January 5, 2011
I tinkered with PostgreSQL’s full-text-search (FTS) capabilities and I’m pretty impressed. On a table with 1.2 million rows of user profile information, I can do a token-based FTS search for usernames in under 90 milliseconds on a small-ish AWS instance. Unfortunately, the FTS token system doesn’t recognize MixedCaseUsernames, or numbers between words, as word separators. I did, however, fall quickly in love with the marker tag system which tells Postgres to prepend and append HTML 4 bold tags around matching portions of text.
After a little help from the #postgres IRC channel on freenode, I also had an all-SQL approach to finding username portions based on 3-character tokens generated from the entire username.

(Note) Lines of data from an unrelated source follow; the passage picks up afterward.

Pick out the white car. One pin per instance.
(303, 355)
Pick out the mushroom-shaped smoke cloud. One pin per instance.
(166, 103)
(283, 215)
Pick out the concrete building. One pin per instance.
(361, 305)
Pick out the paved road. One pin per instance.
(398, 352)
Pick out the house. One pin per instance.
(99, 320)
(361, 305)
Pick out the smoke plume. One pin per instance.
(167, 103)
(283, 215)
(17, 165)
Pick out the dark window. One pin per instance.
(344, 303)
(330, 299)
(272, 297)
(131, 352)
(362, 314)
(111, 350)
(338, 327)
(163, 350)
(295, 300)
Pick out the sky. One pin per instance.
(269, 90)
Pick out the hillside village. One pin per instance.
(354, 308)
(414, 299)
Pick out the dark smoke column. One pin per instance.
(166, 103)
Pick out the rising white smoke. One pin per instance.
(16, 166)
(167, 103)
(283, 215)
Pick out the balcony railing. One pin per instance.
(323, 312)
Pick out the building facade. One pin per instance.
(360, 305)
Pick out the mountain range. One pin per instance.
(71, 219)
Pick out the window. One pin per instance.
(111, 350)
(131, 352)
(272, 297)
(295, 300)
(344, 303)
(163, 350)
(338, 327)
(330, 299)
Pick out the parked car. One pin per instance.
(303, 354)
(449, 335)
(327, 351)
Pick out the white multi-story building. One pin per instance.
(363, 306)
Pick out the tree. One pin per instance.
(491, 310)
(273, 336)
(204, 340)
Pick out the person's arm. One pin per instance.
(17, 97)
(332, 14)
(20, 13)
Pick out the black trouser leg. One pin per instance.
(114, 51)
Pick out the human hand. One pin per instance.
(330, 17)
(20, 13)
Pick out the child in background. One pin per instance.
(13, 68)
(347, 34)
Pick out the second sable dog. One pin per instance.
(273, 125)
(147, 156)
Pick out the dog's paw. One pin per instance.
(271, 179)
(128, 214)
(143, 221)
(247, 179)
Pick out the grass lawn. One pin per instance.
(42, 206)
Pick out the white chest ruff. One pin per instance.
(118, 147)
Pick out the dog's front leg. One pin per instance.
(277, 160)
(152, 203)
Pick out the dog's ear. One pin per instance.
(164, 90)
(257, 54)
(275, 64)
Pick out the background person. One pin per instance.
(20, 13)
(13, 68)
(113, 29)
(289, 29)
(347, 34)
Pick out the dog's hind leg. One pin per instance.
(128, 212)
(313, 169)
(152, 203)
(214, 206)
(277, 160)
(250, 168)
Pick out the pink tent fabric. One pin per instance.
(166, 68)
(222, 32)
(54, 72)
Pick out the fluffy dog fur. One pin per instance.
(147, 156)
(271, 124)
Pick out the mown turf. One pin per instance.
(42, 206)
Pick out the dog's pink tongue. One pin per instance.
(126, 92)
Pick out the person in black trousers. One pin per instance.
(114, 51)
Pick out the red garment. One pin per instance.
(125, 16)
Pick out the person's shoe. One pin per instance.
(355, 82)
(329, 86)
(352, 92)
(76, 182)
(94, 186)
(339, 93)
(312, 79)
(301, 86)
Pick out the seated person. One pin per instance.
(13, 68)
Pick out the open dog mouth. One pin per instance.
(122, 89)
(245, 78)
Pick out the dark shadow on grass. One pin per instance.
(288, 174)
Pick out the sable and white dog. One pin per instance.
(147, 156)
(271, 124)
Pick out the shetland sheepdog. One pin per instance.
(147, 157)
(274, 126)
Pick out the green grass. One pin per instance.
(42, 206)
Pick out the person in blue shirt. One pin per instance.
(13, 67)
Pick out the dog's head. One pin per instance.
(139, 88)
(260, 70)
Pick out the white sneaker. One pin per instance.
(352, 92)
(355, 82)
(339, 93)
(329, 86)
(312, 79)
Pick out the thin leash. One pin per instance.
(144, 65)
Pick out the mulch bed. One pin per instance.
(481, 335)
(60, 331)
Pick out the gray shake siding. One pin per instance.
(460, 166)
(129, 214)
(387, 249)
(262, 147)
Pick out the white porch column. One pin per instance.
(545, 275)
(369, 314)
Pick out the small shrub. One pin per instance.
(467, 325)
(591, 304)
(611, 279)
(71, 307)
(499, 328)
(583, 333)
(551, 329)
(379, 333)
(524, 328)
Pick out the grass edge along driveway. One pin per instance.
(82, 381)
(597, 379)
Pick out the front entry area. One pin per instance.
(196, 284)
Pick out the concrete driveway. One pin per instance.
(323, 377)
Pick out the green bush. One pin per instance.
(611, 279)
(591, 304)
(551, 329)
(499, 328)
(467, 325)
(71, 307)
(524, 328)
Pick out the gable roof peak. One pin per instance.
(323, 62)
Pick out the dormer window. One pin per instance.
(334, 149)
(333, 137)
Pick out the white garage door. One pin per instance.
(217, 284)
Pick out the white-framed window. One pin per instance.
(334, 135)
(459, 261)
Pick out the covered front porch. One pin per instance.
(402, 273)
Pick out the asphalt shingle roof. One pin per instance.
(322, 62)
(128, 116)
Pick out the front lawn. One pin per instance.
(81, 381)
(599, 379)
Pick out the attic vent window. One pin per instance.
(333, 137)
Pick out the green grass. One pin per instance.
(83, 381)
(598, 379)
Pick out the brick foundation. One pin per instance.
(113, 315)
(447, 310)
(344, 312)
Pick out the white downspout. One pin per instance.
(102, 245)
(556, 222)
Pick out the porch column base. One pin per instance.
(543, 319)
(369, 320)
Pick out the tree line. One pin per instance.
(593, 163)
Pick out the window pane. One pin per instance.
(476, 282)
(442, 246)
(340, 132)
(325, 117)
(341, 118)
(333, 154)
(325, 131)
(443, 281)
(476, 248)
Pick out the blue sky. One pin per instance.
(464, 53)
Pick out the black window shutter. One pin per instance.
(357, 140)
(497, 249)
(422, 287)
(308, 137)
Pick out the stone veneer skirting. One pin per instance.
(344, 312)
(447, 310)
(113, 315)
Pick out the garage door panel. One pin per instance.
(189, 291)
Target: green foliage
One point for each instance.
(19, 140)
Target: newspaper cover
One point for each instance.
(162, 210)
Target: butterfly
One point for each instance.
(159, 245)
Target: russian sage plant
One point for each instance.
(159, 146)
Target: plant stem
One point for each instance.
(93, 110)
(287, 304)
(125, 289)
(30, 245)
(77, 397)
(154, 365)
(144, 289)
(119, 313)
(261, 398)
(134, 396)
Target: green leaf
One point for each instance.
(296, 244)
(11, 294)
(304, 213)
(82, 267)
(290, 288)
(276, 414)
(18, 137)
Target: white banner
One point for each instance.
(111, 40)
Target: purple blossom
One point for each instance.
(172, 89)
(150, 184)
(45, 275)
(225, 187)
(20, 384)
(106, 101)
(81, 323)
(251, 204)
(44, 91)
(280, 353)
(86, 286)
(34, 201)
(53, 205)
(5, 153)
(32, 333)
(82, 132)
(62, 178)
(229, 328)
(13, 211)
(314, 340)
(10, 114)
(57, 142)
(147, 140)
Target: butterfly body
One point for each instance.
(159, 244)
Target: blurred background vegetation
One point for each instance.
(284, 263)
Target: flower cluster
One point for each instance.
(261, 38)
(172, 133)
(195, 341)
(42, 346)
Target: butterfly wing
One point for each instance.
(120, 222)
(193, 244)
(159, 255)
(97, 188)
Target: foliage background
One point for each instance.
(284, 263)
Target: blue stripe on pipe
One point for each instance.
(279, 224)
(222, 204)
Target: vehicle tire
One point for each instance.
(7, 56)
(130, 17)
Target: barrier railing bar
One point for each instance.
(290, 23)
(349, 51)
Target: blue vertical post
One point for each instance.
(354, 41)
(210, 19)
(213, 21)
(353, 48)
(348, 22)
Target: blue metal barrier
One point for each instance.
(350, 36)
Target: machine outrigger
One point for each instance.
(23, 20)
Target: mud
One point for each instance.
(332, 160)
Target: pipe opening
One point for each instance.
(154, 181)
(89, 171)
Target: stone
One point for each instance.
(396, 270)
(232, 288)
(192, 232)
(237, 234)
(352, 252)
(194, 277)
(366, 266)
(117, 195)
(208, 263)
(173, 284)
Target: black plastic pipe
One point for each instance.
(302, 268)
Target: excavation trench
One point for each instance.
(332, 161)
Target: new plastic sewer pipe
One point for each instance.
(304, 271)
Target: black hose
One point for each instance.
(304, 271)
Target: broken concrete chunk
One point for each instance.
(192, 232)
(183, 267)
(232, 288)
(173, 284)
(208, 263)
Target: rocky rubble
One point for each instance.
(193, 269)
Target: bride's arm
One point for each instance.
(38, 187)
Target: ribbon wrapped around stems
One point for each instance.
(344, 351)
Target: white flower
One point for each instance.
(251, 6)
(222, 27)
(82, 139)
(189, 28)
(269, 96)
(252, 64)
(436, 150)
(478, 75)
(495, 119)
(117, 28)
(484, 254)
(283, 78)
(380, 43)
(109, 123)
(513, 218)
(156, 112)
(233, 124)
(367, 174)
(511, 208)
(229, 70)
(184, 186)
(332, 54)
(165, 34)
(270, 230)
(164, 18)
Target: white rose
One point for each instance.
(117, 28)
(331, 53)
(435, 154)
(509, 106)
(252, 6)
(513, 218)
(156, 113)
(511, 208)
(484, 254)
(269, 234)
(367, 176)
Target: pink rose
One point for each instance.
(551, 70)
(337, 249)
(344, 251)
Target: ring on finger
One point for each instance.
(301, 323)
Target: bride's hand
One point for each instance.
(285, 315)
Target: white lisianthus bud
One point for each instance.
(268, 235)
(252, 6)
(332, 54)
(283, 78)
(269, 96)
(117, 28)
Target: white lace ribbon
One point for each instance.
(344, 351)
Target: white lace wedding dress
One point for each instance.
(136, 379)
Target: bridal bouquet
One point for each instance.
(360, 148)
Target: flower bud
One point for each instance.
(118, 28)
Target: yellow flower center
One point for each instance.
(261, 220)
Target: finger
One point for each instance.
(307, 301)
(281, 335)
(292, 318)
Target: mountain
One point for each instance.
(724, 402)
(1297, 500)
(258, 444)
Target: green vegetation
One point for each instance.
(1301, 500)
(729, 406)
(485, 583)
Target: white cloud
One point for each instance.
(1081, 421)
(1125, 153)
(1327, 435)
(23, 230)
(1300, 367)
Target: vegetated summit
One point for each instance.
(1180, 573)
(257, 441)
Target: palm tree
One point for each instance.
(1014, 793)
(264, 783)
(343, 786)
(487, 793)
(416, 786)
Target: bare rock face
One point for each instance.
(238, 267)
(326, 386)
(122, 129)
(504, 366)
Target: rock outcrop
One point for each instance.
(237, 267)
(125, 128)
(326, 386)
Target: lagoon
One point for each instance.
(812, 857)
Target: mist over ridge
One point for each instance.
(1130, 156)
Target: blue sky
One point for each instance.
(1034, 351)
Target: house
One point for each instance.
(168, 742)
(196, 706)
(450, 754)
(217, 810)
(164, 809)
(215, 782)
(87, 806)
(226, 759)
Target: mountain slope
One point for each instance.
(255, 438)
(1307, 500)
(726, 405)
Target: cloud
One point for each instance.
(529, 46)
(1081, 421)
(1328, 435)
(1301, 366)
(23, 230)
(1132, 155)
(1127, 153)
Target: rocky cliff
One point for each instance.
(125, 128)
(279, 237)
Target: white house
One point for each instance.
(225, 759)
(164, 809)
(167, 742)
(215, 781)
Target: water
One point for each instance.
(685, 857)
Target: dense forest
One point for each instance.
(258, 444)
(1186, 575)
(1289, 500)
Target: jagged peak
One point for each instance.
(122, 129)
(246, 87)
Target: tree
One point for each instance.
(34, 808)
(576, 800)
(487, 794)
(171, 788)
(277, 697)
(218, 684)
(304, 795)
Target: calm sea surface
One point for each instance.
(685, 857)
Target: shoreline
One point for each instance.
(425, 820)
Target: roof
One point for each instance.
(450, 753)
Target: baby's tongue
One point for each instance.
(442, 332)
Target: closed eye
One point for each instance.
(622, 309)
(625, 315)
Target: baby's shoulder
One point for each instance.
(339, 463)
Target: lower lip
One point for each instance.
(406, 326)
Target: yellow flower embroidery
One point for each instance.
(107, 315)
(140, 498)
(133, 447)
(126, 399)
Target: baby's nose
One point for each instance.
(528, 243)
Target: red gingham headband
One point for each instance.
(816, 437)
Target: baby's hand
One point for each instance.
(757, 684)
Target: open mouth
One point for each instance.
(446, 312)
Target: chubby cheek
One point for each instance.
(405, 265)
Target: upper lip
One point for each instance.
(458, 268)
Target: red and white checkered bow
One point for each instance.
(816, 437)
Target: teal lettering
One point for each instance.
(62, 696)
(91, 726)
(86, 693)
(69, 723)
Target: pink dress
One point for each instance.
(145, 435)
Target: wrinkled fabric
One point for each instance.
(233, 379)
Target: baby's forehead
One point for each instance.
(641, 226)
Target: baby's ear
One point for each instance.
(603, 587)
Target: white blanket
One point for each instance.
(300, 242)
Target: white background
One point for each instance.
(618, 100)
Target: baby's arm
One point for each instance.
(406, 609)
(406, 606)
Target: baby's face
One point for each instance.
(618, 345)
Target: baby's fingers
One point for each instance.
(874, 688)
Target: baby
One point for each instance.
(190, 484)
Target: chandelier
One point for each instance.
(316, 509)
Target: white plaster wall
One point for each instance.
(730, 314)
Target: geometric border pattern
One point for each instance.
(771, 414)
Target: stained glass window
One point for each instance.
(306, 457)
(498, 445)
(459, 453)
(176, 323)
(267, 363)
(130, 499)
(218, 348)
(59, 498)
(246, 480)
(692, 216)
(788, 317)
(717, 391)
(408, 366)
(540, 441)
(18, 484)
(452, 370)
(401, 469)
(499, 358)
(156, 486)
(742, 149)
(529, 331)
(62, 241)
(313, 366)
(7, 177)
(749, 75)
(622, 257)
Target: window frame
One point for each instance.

Yes, this index took a while to build, but that’s not the point.
The point is that now I have a stored procedure that does a 2-part lookup, one using PostgreSQL’s token search, the other doing an ILIKE comparison based on the 3-character token bits, finds a unique list of matches via DISTINCT, limits the count, and then loops through the result set adding my own bold tags to the results, and returns the entire set in under 100ms.
I was able to get Nginx up and running with the ngx_postgres module, and it works well for our application, but some caching around the results would be nice. I’m waiting to hear back from the author of ngx_postgres and the author of the srcache-nginx-module project to see if they have additional insights as to why using srcache is trying to force an SSL connection to Postgres. Once we can add that caching layer, this setup should scream.